Postby Guest » Mon May 25, 2020 2:00 pm

This specifically to be a quadratic equation?

Any quadratic equation can be written y= ax^2+ bx+ c. You need to determine the values or the there coefficients, a, b, and c. However, after looking in more detail at the data, I see that the vertex appears to be at x= 25, y= 0, I would be inclined to put it in "vertex" form, y= a(x- b)^2+ c. Immediately we have y= a(x- 25)^2 and only need to find a. I think I would do that by looking at the first value- when x= 0, y= 30 so 30= a(0- 25)^2= 625a so a= 30/625= 6/125. That would give y= 6(x- 25)^2/125.

Of course that probably won't give all the values in the list but should be close!

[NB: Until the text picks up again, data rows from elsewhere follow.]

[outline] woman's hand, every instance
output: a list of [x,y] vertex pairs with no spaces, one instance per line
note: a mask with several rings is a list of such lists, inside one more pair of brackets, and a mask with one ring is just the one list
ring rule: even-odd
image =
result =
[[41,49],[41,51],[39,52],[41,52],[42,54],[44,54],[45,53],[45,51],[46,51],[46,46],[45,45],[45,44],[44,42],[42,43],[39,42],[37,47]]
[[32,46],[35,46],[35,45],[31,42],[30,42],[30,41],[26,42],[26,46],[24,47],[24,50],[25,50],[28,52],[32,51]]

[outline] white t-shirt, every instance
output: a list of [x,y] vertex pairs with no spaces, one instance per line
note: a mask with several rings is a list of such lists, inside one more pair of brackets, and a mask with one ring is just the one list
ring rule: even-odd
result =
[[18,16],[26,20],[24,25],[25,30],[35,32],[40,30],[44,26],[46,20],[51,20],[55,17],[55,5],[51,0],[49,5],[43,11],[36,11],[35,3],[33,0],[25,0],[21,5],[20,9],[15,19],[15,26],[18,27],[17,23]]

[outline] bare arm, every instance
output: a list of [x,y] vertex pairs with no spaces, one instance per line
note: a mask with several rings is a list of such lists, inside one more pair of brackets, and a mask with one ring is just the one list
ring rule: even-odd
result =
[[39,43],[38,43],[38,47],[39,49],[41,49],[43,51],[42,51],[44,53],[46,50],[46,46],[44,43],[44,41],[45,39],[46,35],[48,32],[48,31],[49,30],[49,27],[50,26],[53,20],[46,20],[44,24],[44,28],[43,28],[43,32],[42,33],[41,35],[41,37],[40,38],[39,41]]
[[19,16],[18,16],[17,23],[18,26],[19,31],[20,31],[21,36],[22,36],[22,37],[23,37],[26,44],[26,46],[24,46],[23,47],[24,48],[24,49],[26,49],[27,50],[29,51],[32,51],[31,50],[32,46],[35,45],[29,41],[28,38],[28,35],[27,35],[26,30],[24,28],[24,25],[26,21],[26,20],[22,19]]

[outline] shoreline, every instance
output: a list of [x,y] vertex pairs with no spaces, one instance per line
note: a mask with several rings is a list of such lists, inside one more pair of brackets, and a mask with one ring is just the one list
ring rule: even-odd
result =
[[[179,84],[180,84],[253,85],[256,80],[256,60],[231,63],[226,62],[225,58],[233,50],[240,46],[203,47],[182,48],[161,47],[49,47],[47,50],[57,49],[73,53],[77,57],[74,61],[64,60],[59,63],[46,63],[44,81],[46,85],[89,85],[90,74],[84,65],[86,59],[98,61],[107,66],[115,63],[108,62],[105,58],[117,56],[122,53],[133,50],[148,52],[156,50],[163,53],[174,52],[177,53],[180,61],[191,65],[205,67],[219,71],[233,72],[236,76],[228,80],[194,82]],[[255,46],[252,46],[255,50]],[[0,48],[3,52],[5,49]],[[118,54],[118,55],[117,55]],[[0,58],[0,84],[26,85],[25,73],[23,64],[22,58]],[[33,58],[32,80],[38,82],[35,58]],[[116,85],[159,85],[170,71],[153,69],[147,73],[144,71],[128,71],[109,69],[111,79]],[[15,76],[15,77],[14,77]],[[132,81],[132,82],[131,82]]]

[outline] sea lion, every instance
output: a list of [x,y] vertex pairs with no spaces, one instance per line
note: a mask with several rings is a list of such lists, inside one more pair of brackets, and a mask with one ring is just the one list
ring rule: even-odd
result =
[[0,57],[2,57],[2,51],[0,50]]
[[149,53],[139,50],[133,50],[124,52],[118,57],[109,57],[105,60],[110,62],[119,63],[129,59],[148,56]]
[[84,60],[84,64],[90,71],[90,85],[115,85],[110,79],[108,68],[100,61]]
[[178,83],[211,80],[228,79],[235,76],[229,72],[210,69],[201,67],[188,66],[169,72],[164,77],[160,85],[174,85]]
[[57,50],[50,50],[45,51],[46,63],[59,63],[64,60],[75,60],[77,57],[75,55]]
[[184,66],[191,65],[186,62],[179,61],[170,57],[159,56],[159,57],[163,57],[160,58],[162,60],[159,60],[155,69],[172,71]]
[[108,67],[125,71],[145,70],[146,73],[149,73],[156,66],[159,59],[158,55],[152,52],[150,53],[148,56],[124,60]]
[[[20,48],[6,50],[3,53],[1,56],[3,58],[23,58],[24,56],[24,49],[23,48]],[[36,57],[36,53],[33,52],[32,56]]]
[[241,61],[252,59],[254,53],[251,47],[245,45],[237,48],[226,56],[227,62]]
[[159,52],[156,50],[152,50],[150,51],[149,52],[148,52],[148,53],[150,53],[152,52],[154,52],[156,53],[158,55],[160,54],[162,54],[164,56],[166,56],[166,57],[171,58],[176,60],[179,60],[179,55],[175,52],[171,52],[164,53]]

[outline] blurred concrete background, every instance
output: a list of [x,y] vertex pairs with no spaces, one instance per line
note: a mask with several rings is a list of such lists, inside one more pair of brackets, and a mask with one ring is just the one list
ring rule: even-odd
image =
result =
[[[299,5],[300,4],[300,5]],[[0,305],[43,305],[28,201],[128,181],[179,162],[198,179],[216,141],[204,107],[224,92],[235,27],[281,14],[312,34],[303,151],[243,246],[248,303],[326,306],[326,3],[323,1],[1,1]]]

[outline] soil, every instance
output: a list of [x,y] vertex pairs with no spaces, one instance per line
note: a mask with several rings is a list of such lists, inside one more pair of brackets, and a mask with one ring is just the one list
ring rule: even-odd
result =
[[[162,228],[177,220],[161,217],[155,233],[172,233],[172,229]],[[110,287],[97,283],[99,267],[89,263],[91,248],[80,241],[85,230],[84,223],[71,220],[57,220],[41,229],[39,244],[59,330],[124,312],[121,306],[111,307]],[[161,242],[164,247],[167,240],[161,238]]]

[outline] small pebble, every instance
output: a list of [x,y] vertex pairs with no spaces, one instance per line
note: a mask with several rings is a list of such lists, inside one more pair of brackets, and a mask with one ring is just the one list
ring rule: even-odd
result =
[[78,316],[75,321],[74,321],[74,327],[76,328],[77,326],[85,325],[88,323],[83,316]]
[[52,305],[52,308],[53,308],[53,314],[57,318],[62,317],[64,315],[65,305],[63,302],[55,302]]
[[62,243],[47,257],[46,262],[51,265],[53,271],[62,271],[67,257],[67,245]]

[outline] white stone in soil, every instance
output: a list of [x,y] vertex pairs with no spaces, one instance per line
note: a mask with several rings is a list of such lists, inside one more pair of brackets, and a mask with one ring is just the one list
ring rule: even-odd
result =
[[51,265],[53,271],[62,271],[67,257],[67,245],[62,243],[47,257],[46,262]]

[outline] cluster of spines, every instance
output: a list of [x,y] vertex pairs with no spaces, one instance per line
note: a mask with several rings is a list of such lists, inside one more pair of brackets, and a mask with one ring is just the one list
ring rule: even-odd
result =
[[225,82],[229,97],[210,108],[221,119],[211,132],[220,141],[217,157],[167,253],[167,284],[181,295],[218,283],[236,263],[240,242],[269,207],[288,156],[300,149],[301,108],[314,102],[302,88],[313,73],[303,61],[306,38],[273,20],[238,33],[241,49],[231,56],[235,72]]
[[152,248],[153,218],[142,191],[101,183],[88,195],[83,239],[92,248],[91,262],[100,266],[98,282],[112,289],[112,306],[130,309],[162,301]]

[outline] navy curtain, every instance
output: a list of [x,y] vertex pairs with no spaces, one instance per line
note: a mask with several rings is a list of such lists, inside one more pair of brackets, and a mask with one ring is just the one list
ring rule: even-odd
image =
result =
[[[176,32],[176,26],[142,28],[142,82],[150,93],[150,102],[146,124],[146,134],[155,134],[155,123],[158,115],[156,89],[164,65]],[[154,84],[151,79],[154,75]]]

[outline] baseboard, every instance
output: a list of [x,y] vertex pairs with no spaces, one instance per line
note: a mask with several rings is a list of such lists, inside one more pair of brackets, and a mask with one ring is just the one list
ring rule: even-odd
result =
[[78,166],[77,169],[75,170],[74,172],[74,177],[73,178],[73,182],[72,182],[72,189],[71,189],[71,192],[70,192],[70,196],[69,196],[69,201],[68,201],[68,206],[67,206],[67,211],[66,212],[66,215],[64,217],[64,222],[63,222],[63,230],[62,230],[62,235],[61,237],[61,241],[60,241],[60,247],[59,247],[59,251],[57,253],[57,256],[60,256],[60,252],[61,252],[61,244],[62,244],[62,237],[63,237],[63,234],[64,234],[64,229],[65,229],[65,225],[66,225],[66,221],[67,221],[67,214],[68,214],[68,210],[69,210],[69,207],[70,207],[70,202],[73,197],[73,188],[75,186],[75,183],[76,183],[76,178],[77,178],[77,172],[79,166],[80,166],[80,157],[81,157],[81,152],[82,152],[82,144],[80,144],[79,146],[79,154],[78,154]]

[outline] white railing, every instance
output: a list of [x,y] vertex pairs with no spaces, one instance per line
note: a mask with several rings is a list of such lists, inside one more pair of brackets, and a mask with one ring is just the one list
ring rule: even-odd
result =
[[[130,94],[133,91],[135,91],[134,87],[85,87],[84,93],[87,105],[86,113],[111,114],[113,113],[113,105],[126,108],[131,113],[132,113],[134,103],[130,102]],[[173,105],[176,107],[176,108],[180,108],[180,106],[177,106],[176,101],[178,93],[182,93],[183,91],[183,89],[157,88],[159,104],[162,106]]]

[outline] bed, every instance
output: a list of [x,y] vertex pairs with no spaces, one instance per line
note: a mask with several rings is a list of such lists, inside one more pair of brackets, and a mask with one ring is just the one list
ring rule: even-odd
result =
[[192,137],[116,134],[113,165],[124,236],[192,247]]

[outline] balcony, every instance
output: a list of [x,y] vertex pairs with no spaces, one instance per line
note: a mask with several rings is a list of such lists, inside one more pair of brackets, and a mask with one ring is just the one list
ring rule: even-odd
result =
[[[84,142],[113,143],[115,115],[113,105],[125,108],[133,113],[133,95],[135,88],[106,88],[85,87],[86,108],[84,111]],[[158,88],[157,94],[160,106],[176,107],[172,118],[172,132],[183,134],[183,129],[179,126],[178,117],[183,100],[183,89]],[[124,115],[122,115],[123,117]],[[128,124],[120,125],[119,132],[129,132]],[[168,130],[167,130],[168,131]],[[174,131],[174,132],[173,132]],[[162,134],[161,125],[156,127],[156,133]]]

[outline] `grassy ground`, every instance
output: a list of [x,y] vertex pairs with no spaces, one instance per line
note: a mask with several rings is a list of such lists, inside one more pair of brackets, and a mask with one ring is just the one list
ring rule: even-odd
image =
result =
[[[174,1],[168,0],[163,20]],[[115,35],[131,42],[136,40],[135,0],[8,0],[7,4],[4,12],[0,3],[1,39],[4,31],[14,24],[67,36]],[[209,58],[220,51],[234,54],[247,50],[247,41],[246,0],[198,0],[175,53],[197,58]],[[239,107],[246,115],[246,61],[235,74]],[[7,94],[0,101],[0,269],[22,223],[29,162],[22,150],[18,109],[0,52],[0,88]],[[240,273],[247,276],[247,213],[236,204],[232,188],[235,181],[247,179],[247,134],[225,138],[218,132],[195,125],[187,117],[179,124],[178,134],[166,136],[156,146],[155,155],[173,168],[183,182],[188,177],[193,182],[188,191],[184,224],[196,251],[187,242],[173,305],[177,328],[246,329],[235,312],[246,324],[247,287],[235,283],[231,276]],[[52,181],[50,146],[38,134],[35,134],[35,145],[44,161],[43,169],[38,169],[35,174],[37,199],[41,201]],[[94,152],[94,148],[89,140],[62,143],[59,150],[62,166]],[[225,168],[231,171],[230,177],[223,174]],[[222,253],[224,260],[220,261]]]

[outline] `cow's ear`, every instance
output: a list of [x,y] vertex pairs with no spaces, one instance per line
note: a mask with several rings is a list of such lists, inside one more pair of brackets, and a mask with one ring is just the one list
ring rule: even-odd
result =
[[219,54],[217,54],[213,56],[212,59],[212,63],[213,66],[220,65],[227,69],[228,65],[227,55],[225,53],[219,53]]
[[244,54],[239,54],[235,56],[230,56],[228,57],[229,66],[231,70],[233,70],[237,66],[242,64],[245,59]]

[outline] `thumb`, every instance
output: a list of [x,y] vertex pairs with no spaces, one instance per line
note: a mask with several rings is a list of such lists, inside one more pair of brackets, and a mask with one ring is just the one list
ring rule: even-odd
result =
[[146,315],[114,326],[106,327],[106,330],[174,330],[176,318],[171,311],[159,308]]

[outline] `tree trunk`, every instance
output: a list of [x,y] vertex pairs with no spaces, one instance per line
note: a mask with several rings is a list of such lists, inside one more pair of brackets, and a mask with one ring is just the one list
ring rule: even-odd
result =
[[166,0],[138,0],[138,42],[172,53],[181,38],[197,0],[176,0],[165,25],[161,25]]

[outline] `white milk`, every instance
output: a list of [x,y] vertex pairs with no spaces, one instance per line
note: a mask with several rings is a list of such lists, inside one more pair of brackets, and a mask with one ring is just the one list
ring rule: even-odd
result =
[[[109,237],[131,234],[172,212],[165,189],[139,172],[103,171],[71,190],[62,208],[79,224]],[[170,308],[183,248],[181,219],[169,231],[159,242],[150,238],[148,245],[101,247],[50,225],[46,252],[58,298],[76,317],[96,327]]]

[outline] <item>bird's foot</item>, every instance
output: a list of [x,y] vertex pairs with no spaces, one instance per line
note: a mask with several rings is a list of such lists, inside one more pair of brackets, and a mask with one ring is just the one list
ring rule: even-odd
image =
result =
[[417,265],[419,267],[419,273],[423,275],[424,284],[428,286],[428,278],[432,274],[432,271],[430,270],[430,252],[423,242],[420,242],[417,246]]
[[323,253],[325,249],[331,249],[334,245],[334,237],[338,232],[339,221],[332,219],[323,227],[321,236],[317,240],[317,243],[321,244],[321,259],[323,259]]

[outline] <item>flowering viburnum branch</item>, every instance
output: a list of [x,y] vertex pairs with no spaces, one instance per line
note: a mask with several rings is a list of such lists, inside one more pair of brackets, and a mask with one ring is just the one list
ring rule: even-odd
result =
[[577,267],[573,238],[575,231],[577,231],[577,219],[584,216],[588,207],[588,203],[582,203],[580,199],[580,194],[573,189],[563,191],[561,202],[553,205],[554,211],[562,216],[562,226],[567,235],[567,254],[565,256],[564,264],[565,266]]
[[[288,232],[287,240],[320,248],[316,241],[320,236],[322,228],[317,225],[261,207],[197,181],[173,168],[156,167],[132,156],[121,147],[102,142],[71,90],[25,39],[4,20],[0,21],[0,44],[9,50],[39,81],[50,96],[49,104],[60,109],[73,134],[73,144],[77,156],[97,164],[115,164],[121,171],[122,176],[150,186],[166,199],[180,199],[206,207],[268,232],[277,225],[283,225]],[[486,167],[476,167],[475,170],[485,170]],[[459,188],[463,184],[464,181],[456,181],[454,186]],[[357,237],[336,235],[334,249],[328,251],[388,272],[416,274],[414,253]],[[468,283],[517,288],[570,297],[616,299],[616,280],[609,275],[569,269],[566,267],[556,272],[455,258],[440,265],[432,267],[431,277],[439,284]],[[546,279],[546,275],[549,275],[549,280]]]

You could also use a "least squares approximation" that would give a different answer. (That would be a lot more work and there is no guarantee it would be any better.)
To do that, we, again, approximate the function by y= ax^2+ bx+ c. If we use "x" and "y" as the actual values given in the table, the "error", how much that calculation varies from the actual value, is y- ax^2- bx- c. The average of those errors will not necessarily tell us anything because some might be negative and cancel. Instead we average their squares. Calculate f(a, b, c)= [sum (y- ax^2+ bx+ c]/31] where the sum is over all those x and y values, and determine a, b, and c that minimize that sum.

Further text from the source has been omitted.